Triple buffering

Hi, I’m curious if anyone has tried triple buffering. This is a generally useful framework, but I’m specifically thinking allocation-free MCMC (or maybe more accurately, iteration-independent allocation count).

I think it’s something like this:

function triple_buffer!(init, write!, log!, num_iterations)
    reading = init
    writing = deepcopy(init)
    logging = deepcopy(init)

    # Fill the pipeline
    write!(writing, reading)
    (reading, writing, logging) = (writing, logging, reading)
    write!(writing, reading)

    for i in 1:(num_iterations-2)
        (reading, writing, logging) = (writing, logging, reading)

        @sync begin
            @async write!(writing, reading)
            @async log!(logging)
        end       
    end

    # Empty the pipeline
    (reading, writing, logging) = (writing, logging, reading)
    log!(logging)
    (reading, writing, logging) = (writing, logging, reading)
    log!(logging)

    return nothing
end

Here write!(dest, src) takes a step in the whatever space, e.g. an HMC step, and log! outputs the results. I’m assuming we might not need to store the entire state at each step, and also that write! and log! might be closures, so they could have some fixed “scratch space” set aside to use for intermediate computations as needed. Oh, and both could themselves be parallel as well, of course.

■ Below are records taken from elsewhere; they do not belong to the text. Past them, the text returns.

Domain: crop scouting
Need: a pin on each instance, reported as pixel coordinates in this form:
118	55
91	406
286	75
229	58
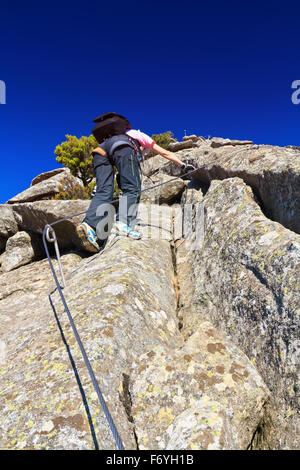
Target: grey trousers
126	161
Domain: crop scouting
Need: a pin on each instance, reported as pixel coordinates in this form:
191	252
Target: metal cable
50	236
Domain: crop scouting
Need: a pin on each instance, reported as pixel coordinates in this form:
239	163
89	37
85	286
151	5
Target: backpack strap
99	150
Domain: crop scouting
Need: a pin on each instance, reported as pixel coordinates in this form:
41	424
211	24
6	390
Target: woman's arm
166	154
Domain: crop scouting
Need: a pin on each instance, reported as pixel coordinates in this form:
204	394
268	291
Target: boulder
47	175
246	281
46	188
186	144
21	249
123	305
161	391
220	142
8	224
192	137
33	216
165	194
272	172
198	397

Any thoughts? Too simple? Too complicated?

Especially interested if performance-oriented folks like @Elrod and @mohamed82008 think this approach could get good performance, or if there’s generally a better way to go about this.

Why the @async?
This seems rather general.
I think I’d have to try it out before I can make more informative comments.
My first comment would be that I think you could generally do better than 3x copies of init.
But anything heavy should of course be in the write! closure (or whatever the appropriate closure is).

For HMC I had just one, and copied the contents into the saved samples. The need to copy is the price you pay for having zero-allocation trees; you can’t just store the last state if that state is part of a preallocated buffer and about to be over written.
I think this is generally a lower cost with HMC, especially when sampling chains from multiple threads.
I think this is a similar idea.

1 Like

The idea is to keep reading, writing, and logging from slowing each other down. Separating them makes it so we can do all three at the same time. For example, if I only had one copy I’d have to take a step and then wait for information to be copied out. Double-buffering should do better. Triple might be a bit extreme, guess it may depend whether we end up bound by IO or computation.

I haven’t done much with parallel programming in Julia (mostly OpenMP years ago), but the @async is just there to allow the parallelism.